Half of cars in Estonia are not driven every day, with car use heavily dependent on where the owner lives, a study published on Tuesday reveals.
A study carried out by insurance providers If Kindlustus in Estonia, Latvia and Lithuania shows that 49 percent of car owners in Estonia use their vehicle every day, 19 percent use their vehicle for five or six days a week, 10 percent three or four days, 9 percent one or two days and 14 percent less often than once a week.
Men take to the roads more often as 56 percent of them drive every single day, while 40 percent of women get behind the wheel every day of the week. Drivers are most numerous in the 35-44 age group, with 58 percent using their car every day. Young people between the ages of 18 and 34 are the least keen to drive.
Marion Meius, senior damages expert for If Baltic, said that people who live in rural areas use their vehicles most often (58 percent every day). The indicator is 40 percent in major cities.
"People's needs, distances and public transport coverage all play a role. People in rural areas drive for many more kilometers than city dwellers.
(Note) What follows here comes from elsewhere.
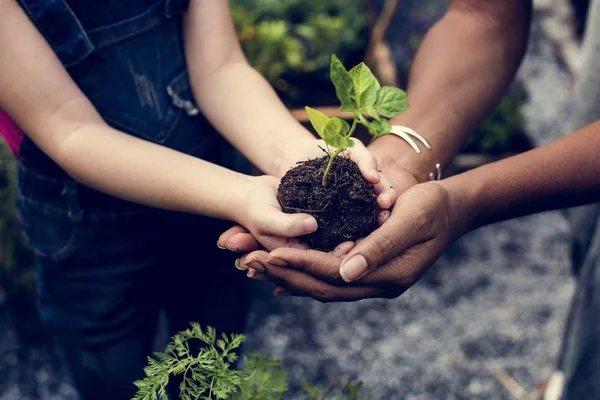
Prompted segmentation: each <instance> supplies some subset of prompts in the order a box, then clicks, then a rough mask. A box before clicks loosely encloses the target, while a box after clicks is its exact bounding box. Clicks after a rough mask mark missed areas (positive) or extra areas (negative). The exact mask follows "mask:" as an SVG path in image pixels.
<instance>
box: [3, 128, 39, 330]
mask: <svg viewBox="0 0 600 400" xmlns="http://www.w3.org/2000/svg"><path fill="white" fill-rule="evenodd" d="M16 198H17V163H16V161H15V159H14V158H13V156H12V154H11V152H10V150H9V148H8V146H7V145H6V144H4V142H2V141H1V140H0V284H1V285H2V287H3V288H4V290H5V291H6V296H7V300H8V305H9V310H10V312H11V314H12V317H13V321H14V323H15V325H16V327H17V330H18V332H19V334H20V336H21V338H22V339H24V340H28V341H36V340H39V339H40V338H41V337H42V336H43V334H44V330H43V328H42V325H41V321H40V320H39V317H38V315H37V309H36V301H37V293H36V286H35V268H34V266H33V265H34V261H33V253H32V251H31V249H30V248H29V246H28V244H27V242H26V241H25V239H24V237H23V235H22V234H21V224H20V220H19V216H18V214H17V211H16V209H15V201H16Z"/></svg>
It is often one's place of residence that determines how they use their car," Meius said in a press release.
Nationality, level of education or income has little bearing on how people drive it turns out.
"The frequency with which people use their car is also affected by our recently altered home office habits. This is probably true rather for residents of cities who can sometimes choose whether to commute to the office or work from home. A rural area resident might depend on their vehicle to a greater degree," Meius suggested.
The study also found that newer cars tend to get driven more often, while engine type also plays a part.
"Daily drivers most often run on LPG (65 percent), CNG (60 percent) or diesel (54 percent), while less than half of electric, gasoline and hybrid vehicles are driven every day. Cars that run on natural gas and diesel are usually driven by people who need to get around more and also do more kilometers annually. Growing fuel prices might also play a part in driving habits, at least temporarily. People consider whether and which trips they need to take. Again, I believe this is rather true for city dwellers," Meius added.
Compared to their southern neighbors, Estonians are rather less likely to drive every day. 23 percent of Estonians drive once or twice a week or even less often. Lithuania has the most everyday drivers at 56 percent.
The study polled a little over 1,000 people from Estonia, Latvia and Lithuania. If Kindlustus did not specify the time period.